Architecture
StreamSets Control Hub architecture includes applications that manage user requests and databases that store application metadata and time series data.
Control Hub applications manage different user requests, such as designing and publishing a pipeline, starting a job, or measuring topology performance. The applications are independent and isolated from each other. They use REST APIs to communicate and cannot access the database data owned by another application. The applications are internal to Control Hub - when you install Control Hub, all of the applications are installed with Control Hub.
Control Hub uses authentication tokens to authenticate each message or request sent by an application. When you install Control Hub, you generate a unique authentication token for each application. The application includes the authentication token when it issues authenticated messages or requests to other applications.
Control Hub applications store data in relational and time series databases. Before you install Control Hub, you must set up the required database instances.

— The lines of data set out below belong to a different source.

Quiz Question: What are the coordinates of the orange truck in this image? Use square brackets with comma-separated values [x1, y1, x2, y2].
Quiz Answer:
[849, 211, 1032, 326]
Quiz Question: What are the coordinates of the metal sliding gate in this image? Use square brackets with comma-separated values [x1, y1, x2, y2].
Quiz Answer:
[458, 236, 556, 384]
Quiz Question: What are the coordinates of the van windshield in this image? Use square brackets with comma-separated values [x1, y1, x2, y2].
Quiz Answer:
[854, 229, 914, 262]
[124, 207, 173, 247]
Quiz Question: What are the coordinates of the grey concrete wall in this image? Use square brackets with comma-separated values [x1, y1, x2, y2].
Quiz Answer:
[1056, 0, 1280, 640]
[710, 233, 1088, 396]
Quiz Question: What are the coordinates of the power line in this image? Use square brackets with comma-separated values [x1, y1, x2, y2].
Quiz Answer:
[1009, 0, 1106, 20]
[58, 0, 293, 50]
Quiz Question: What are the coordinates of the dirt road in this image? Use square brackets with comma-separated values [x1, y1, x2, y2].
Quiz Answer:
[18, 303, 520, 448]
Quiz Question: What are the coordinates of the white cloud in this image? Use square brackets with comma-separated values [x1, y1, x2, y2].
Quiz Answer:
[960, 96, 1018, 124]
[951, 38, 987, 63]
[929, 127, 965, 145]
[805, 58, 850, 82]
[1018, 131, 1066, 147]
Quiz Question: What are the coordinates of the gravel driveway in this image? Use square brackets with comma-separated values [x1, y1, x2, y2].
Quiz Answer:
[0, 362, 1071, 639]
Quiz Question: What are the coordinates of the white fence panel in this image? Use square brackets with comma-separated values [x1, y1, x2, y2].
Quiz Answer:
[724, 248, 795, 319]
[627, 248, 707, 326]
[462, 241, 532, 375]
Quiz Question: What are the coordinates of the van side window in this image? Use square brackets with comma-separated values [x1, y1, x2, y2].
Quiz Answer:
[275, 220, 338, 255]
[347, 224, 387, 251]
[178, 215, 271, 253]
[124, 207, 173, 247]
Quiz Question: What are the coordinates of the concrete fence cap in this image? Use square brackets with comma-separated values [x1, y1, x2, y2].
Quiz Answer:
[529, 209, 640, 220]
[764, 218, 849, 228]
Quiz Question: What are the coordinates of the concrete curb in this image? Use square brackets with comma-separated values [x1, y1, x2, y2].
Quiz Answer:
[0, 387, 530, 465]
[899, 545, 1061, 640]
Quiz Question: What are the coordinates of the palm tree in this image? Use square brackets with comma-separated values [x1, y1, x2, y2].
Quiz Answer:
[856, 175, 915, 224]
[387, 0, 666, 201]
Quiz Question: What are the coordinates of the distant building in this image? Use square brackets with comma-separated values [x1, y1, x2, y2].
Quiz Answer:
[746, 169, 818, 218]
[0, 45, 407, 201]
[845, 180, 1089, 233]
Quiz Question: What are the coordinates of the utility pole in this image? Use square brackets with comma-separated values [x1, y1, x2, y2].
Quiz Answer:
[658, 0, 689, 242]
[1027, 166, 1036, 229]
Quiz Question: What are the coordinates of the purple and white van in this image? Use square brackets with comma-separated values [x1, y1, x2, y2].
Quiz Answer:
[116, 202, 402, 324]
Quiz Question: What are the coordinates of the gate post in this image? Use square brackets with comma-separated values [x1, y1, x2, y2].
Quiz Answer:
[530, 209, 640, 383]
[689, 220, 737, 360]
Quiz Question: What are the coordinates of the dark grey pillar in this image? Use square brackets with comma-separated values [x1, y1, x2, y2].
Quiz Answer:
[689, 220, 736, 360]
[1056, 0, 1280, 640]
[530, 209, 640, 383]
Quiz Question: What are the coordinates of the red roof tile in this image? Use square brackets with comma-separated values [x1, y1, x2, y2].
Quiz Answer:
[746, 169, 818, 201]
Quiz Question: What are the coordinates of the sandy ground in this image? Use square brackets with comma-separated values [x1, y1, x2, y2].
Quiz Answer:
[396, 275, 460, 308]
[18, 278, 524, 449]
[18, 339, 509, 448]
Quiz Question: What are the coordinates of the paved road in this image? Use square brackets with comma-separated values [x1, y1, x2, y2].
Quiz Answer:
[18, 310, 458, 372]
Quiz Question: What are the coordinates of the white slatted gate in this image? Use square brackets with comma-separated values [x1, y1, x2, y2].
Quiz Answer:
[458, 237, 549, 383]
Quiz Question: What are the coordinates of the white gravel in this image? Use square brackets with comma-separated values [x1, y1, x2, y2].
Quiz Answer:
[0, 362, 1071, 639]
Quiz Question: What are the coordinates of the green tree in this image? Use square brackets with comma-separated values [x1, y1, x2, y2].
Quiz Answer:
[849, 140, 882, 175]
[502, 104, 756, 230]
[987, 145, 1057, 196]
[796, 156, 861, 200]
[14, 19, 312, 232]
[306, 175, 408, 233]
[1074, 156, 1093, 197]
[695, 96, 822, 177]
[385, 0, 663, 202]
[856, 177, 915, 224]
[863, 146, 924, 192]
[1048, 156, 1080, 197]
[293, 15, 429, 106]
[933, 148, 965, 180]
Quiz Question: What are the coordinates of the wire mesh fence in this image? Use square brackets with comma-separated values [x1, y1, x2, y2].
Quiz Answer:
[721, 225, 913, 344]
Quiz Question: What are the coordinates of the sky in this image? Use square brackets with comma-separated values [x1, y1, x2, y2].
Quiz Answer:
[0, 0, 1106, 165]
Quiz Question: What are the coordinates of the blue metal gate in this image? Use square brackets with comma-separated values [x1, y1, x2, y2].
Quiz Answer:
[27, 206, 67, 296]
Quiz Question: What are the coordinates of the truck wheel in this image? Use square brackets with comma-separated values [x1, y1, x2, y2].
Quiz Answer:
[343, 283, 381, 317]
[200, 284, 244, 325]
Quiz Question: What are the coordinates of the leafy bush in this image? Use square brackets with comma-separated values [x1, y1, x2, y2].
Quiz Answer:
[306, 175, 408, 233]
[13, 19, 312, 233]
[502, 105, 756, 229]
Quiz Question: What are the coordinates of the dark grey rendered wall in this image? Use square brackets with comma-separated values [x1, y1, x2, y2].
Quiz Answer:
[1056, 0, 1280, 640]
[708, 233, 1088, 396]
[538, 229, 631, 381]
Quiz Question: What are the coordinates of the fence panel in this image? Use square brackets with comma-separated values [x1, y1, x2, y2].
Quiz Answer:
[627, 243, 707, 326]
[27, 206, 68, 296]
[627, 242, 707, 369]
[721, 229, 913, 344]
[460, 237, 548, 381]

The following image displays the architecture of Control Hub:
Applications
Application | Description |
---|---|
Classification | Not used at this time. |
Connection | Manages connection creation. Manages execution engine requests for connection properties for running pipelines that use connections. |
Dynamic Preview | Supports dynamically generated pipelines. |
Job Runner | Manages job creation and requests to start, stop, and synchronize jobs. |
Messaging | Manages the messages sent between Control Hub, registered Data Collectors, registered Transformers, and Provisioning Agents. |
Notification | Manages and triggers subscriptions that listen for Control Hub events. Manages the display and acknowledgement of data SLA alerts configured for topologies in Control Hub. Also manages the display of all metric, data, and data drift alerts configured for pipelines. |
Pipeline Store | Manages pipeline designing, publishing, versioning, and history. |
Policy | Not used at this time. |
Provisioning | Manages the automatic provisioning of Data Collectors to a container orchestration framework, such as Kubernetes. Provisioning includes deploying, registering, starting, stopping, and scaling Data Collector containers to work with Control Hub. |
Reporting | Manages data delivery reports - including creating report definitions, generating reports, and displaying generated reports. |
Scheduler | Manages the scheduling of jobs and data delivery reports. |
Security | Ensures the integrity of your data by managing the following
components:
|
SLA | Manages the creation and triggering of data SLA alerts for topologies. |
Time Series | Reads and stores statistics collected by registered execution engines running remote pipeline instances. Displays the statistics as metrics when you monitor jobs and topologies. |
Topology | Manages the creation and history of topologies. |
Databases
- Relational
- Control Hub applications store metadata in a relational database instance. Control Hub currently supports MariaDB, MySQL, or PostgreSQL for the relational database instance.Important: Each application requires a unique database in the relational database instance. Create a database for each application, even if you do not plan to use the functionality offered by that application.
- Time Series
- Control Hub applications store metric data in a time series database instance. Control Hub currently supports InfluxDB for the time series database instance.